As I flop, choke, gasp, and puke all over the bathroom floor, the three others are right outside desperately trying to figure out what to do. In one ear, I hear the words "he's gone," and "call 911 because I can't get him breathing again," and in the other ear I hear Erica, "just take baby hits, it'll pull you from the withdrawal as soon as the narcan wears off. Just baby hits, okay? You don't want to get narcanned again." She passed a foil with a small piece on it, a lighter and a pen tube. In between puking on myself, trying to breathe between vomit sessions, and uncontrollable and violent bursts of activity from all four limbs, I took a hit.
And blew it right the fuck out for some reason. Frustrated with my lack of agency with my own body, I tried again. And held the hit down. And the next one. And the next one. After maybe 10 or 15 more minutes, I began shivering. Freezing cold. Then exhausted. I said I need to lay down, and I went back out of the bathroom and they covered me with a blanket and I slept as someone who had maybe just died.
Now, I've been narcanned a couple of times before. None of my previous experiences were like this at all.
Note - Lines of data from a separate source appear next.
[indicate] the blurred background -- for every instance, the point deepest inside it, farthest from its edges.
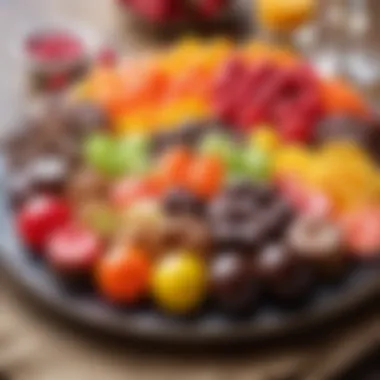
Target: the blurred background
(341, 37)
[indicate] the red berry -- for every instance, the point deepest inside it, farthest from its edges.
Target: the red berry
(54, 45)
(361, 231)
(73, 249)
(107, 57)
(40, 217)
(210, 8)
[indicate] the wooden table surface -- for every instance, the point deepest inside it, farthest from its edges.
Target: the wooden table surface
(33, 346)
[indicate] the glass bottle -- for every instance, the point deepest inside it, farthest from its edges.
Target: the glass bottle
(323, 41)
(363, 55)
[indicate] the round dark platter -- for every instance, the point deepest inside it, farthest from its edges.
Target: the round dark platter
(328, 302)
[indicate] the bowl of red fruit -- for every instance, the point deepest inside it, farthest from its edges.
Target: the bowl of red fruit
(231, 197)
(56, 56)
(183, 14)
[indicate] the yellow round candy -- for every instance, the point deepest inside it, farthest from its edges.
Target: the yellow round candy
(179, 282)
(266, 138)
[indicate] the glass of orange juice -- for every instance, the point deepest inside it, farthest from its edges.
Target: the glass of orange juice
(278, 19)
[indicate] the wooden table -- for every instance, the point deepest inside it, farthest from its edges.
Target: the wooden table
(35, 346)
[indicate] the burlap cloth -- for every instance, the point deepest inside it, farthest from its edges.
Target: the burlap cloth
(34, 346)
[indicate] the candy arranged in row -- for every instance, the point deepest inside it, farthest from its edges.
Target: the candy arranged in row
(184, 233)
(216, 175)
(242, 85)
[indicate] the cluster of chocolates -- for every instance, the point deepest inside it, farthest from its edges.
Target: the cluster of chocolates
(201, 212)
(44, 151)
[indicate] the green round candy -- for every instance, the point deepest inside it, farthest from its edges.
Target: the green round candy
(101, 153)
(236, 163)
(258, 164)
(134, 153)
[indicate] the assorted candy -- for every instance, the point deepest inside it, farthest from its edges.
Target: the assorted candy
(209, 176)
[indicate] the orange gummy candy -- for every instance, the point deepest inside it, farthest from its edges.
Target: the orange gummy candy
(340, 97)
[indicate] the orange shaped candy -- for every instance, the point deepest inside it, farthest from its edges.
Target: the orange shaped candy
(362, 231)
(339, 97)
(123, 276)
(173, 168)
(206, 176)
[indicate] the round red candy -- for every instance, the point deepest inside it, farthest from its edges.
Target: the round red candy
(73, 249)
(40, 217)
(361, 232)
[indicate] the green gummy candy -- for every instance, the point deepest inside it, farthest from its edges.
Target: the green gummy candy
(258, 164)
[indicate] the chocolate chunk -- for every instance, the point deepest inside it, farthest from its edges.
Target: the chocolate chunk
(232, 286)
(49, 173)
(84, 118)
(179, 202)
(365, 133)
(318, 242)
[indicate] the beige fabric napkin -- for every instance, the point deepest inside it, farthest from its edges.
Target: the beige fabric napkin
(36, 346)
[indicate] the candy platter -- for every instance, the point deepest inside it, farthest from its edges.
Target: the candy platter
(235, 198)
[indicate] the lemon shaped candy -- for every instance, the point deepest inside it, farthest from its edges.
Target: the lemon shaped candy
(179, 282)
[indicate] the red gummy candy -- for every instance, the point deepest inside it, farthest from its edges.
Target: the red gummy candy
(40, 217)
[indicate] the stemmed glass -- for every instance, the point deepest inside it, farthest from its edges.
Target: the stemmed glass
(323, 40)
(363, 55)
(278, 19)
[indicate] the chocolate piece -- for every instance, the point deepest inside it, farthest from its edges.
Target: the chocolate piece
(189, 233)
(365, 133)
(49, 174)
(232, 286)
(179, 202)
(246, 215)
(85, 185)
(318, 242)
(230, 210)
(286, 278)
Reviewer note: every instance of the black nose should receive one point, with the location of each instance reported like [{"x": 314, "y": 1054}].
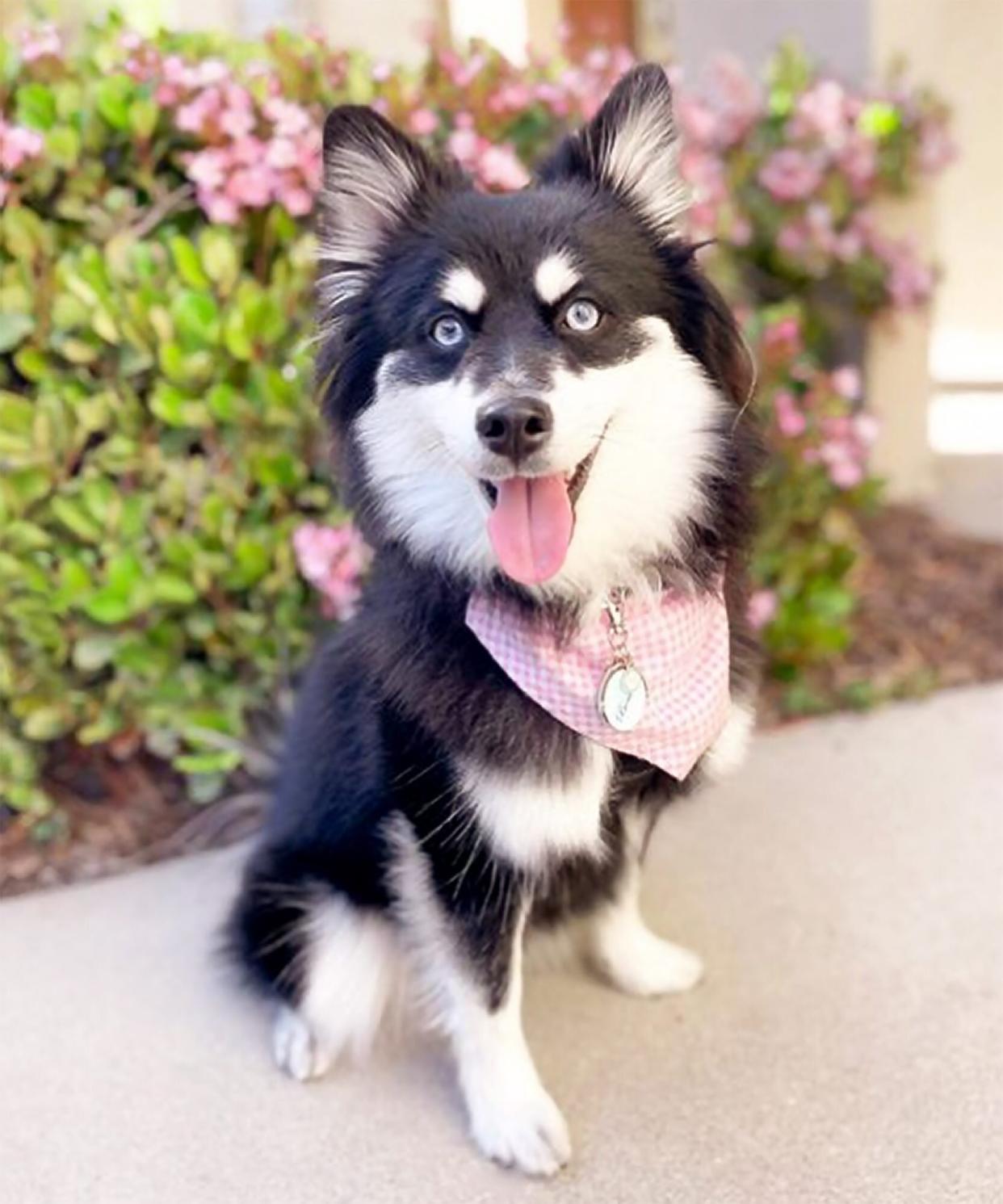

I likely didn't do my experience justice, but, and I'm sober now, I often find myself looking back on that night and wondering if at the time I were living in a parallel universe in which I died, either from the overdose or choking on my own vomit or whatever, and I was transitioned into a reality in which I would live. One where instead of them saying I was gone, and to call the paramedics, they instead handed me a foil to hit to combat the withdrawal symptoms. I know I heard them saying I was gone and to call the paramedics because they can't bring me back, but when I asked about it the next day, they didn't recall saying that, just that I needed to hit a foil for the withdrawal symptoms.
It was very trippy and I can't stop thinking about it. If anyone has any similar experiences, please share. If there is some kind of biochemical or neurological explanation for that experience that I'm possibly not informed on, please inform me. Thank you guys love you lots.